Litigation Letter
Suspended possession order
Shepherds Bush Housing Association v Porter CA TLR 2 April
The Housing Act 1985 introduced a scheme for the regulation of secure tenancies. The scheme made provision for the suspension
of a possession order on the conditions under s85(2) and (3). A court exercising the power to suspend could be expected to
balance the respective interests of landlord and tenant at the time the order was made. The terms of the suspension would
be determined by the court’s view of the needs and merits of the particular situation. While the order remained in force,
the occupier might apply to the court for a further period of suspension or for a variation of the conditions. It would be
alien to the scheme to acknowledge a power under rules to extend time when the object of the extension was to make possible
the rewriting of a valid order of the court made under s85. Rule 3.1(2) of the Civil Procedure Rules does not permit the court
to take that course. In 1997, the Court had made a suspended possession order in favour of the claimants on condition of regular
payments by the defendant of rent arrears by way of specified instalments. The defendant failed to pay the instalments regularly
within the due time but made a lump sum payment and continued to occupy the property as a tolerated trespasser. The regular
receipt of the sums due from the tenant, or occupier, and arrears, was likely to be an important consideration for the landlord.

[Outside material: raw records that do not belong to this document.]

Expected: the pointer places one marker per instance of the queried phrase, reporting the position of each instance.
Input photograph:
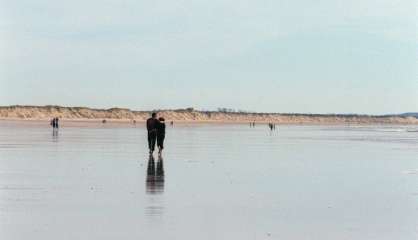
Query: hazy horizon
(288, 56)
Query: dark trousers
(152, 137)
(160, 141)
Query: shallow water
(94, 181)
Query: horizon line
(219, 110)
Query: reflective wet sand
(95, 181)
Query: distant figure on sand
(54, 122)
(152, 124)
(160, 134)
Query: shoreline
(122, 115)
(197, 122)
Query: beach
(220, 181)
(190, 115)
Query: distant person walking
(54, 123)
(152, 124)
(160, 134)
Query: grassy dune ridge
(190, 115)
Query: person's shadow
(155, 176)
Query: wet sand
(214, 181)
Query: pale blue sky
(325, 56)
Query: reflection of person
(155, 176)
(160, 134)
(152, 124)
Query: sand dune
(188, 115)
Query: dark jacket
(160, 129)
(152, 124)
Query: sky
(324, 56)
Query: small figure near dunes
(160, 134)
(54, 123)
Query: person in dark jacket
(160, 134)
(152, 132)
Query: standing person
(56, 122)
(160, 134)
(152, 123)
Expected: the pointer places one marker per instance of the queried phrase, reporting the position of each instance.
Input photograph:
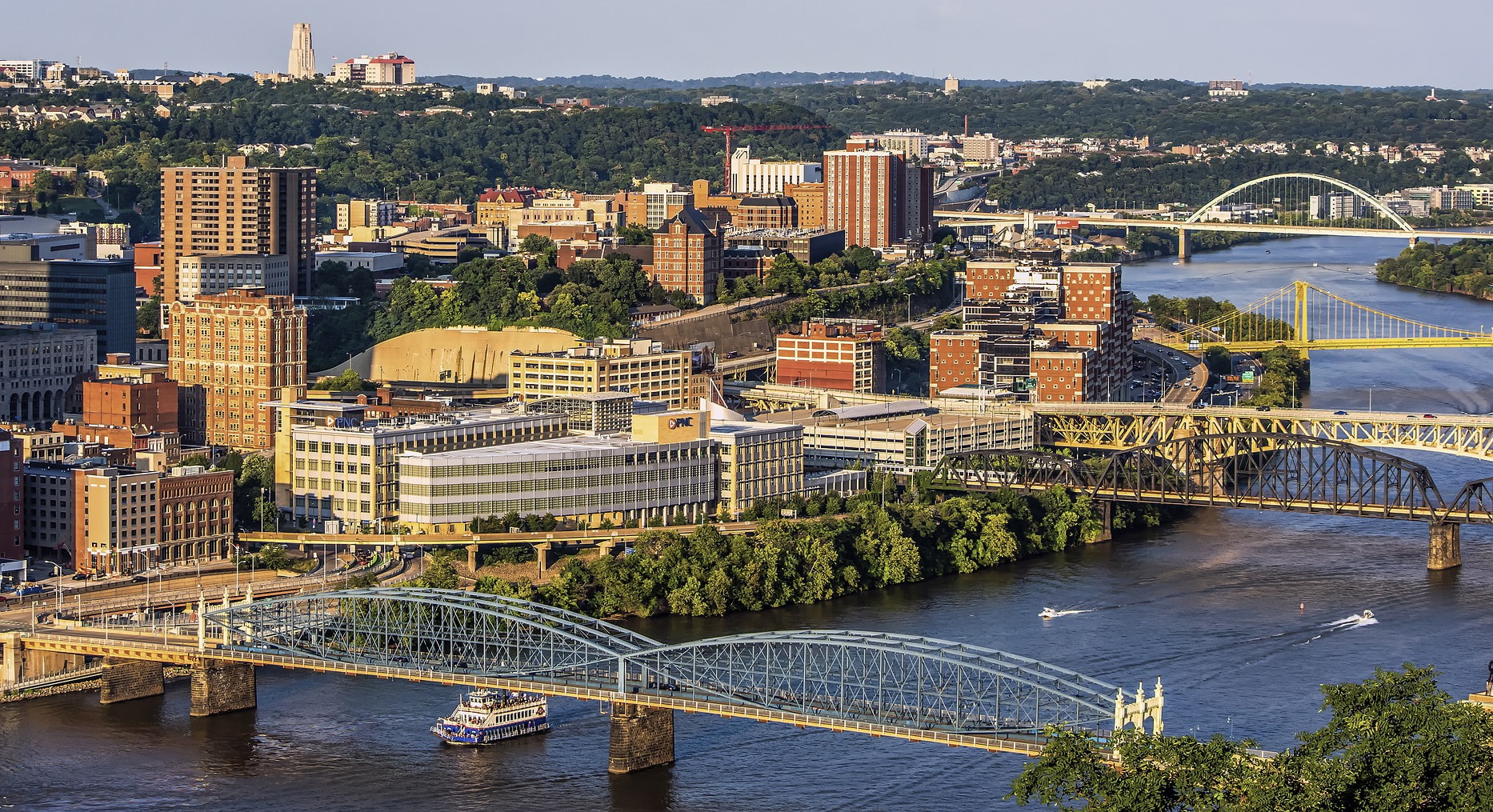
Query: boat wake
(1050, 614)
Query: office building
(638, 366)
(834, 354)
(210, 274)
(302, 55)
(767, 212)
(760, 462)
(366, 214)
(72, 294)
(875, 196)
(148, 402)
(666, 467)
(238, 210)
(115, 520)
(759, 177)
(348, 472)
(899, 436)
(196, 514)
(687, 255)
(12, 499)
(41, 365)
(230, 353)
(389, 69)
(810, 202)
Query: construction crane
(730, 129)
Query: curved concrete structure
(465, 354)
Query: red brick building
(687, 255)
(834, 354)
(196, 514)
(126, 403)
(12, 505)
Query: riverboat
(487, 717)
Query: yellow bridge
(1307, 317)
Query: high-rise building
(687, 255)
(238, 210)
(875, 196)
(12, 505)
(230, 354)
(75, 294)
(302, 57)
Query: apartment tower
(230, 354)
(302, 57)
(238, 210)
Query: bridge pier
(1446, 545)
(126, 679)
(641, 738)
(222, 687)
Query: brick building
(230, 354)
(236, 210)
(12, 499)
(196, 514)
(810, 200)
(834, 354)
(687, 255)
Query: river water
(1211, 606)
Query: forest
(377, 145)
(1463, 267)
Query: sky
(1359, 42)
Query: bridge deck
(186, 651)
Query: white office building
(759, 177)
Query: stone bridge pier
(217, 686)
(641, 738)
(1446, 545)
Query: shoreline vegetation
(1462, 269)
(843, 548)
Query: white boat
(487, 717)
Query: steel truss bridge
(1271, 205)
(1307, 317)
(874, 682)
(880, 684)
(1262, 470)
(1125, 426)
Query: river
(1210, 606)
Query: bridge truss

The change in circumstances relied on was a payment by way of a lump sum, or lump sums, of arrears of rent which should have
been paid regularly. This was not a change of circumstances, but an attempt to re-write a valid order. The Court had to decide
whether to follow
Marshall v Bradford Metropolitan District Council [2002] HLR 22 and the cases which had followed it, or
Payne v Cooper [1958] 1 QB 174. The Court should apply the more recent decision rather than the 1958 decision. Section 3 of the Human Rights
Act 1998 did not require the court to construe s85 of the act in the Payne sense, to discharge the possession order on compliance
of the conditions, or rely on r3.1(2) to revise the possession order made in 1997.